Mais comment se déplacent-ils physiquement d’un endroit à l’autre ? Dans une étude de 1996, Taulman a découvert qu’ils peuvent littéralement faire du stop : ils peuvent grimper dans le châssis ou en se glissant dans le coffre des véhicules.
QUEL IMPACT SUR L’ÉCOSYSTÈME ?
Depuis l’expérience d’Osborne, les écologistes ont reçu plusieurs autres plaintes concernant des tatous qui creusent dans les jardins, un phénomène qui ne va probablement pas s’arrêter.

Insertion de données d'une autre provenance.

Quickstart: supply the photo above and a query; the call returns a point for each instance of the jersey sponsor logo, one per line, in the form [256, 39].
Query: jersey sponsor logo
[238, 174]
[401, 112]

Les recherches récentes de DeGregorio, publiées dans la revue Ecology and Evolution, ont montré que les niveaux d’activité des tatous dans l’Arkansas sont liés à la présence humaine. Les individus qui vivent dans des zones plus peuplées sont plus actifs la nuit, tandis que ceux qui vivent plus loin des villes sont plus actifs le jour, ce qui suggère que ces mammifères s’adaptent encore mieux qu’on ne le pensait.
Il n’existe pas de stratégie testée et approuvée pour lutter contre les tatous de jardin, mais McDonough conseille aux propriétaires d’utiliser un piège sans cruauté afin de déplacer les animaux, ou bien de placer des poils et excréments de chien près de l’entrée de leurs terriers pour les encourager à s’installer ailleurs.
Bien que les effets des tatous sur les écosystèmes dont ils ne sont pas originaires soient inconnus, ils ne sont pas nécessairement nuisibles. En mangeant des insectes, ils pourraient engloutir certains parasites agricoles, tels que les vers sauteurs asiatiques envahissants, explique DeGregorio.
Bien que le fait qu’ils creusent dans les champs et les jardins agricoles leur donne une mauvaise réputation, ce comportement crée un habitat précieux pour d’autres animaux. Une étude menée en mai 2022 par DeGregorio en Arkansas a permis de recenser, entre autres créatures, dix-neuf espèces de mammifères et quarante espèces d’oiseaux qui ont utilisé trente-cinq terriers de tatou.
« D’autres animaux qui font la même chose, tels que la tortue du désert, la tortue gaufrée ou le chien de prairie… nous les vénérons et les considérons comme de précieux ingénieurs de l’écosystème », dit-il. « Mais nous n’accordons pas ce niveau de respect au tatou, et j’aimerais que cela change. » Alors que l’espèce poursuit son voyage vers le nord, il espère avoir cette chance.
Cet article a initialement paru sur le site nationalgeographic.com en langue anglaise.